To my good fortune, a friend of a friend of mine happens to be actively interested in a new (old) way of keeping bees called the Warre method which, among other things, dispenses with the whole frame and foundation system I've used in the past. The new approach is supposed to be better for the bees, simpler for the beekeeper, and produces higher quality honey. Also much to my good fortune, my friend happens to be super energetic, exacting and relentless in his craftsmanship, and a nice guy. So, he's already built up a set of these hives (first ones here in the Valley) and even built them to the Demeter Standards near and dear to the hearts of Bio Dynamics tribal elders. So, fancy hives, beautifully constructed, using natural materials, no ferrous metals, etc. Lucky bees.
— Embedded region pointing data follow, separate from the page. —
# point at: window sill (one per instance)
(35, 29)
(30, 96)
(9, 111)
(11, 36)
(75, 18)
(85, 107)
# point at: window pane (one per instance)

I'm excited about the prospect of pampering my bees this time around. As I mentioned in an earlier entry, they need all the help they can get these days. The Warre method also results in new comb each harvest, so the honey is top notch. Bees build out comb from scratch using only a top-bar with a little strip of wax to start with. No wires, no foundation, no frame. New supers are inserted at the bottom of the hive rather than the top. The bees build downward and are free to move anywhere in the box they wish...even the queen. Each hive is left with a minimum of 12kgs of honey to winter over. You can read the rest for yourself using the link above.

Now, however, the heat's on because I have to build a set of hives up according to the Warre specifications! Better get busy.